Makes about 20-24 cookies
Healthier cookies that are perfect for an on-the-go breakfast, snack or after dinner treat that you’ll love! My daughter wanted to make a “valentine cookie” during a snow day so these are a slightly adapted version of a recipe I found on www.thebakermama.com. Made with such simple ingredients and they came out so good! Chewy, rich, sweet and all around delicious! My kids and their friends gobbled them up in no time! Gluten-free, dairy-free and KID APPROVED! You can view the original recipe here.
1 cup almond butter
½ cup honey
1 tsp. vanilla extract
3 cups old fashioned oats
1/3 cup ground flaxseed
2 tsp. baking soda
½ tsp. salt
1 cup dark chocolate chips
1 cup fresh raspberries
Preheat oven to 350 degrees. Line 2 baking sheets with parchment paper or a silpat baking mats.

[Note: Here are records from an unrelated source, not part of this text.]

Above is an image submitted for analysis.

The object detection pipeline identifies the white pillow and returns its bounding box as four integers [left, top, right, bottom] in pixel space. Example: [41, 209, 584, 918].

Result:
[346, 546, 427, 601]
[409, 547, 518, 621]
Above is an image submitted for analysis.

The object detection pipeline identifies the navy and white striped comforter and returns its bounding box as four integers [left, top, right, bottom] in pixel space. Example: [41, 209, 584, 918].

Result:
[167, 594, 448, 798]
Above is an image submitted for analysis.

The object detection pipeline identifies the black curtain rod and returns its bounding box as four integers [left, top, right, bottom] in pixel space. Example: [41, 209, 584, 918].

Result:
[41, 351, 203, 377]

In a large bowl, stir together the almond butter, honey and vanilla until smooth. Then add in the oatmeal, flaxseed, baking soda, and salt. Stir mixture very well. Finally stir in the chocolate chips and the raspberries until well distributed throughout. The mixture will moisten a little from the raspberries.
Form 2 tbsp. (approximately) of dough into balls and place a few inches apart on the baking sheet. Slightly flatten each cookie with the palm of your hand.
Bake for about 15 minutes or until golden brown. Let cool for at least 15 minutes on baking sheets before transferring to wire rack or plate to cool completely.
Cookies can be stored in an airtight container at room temperature for about 4 days or in the refrigerator for up to a week.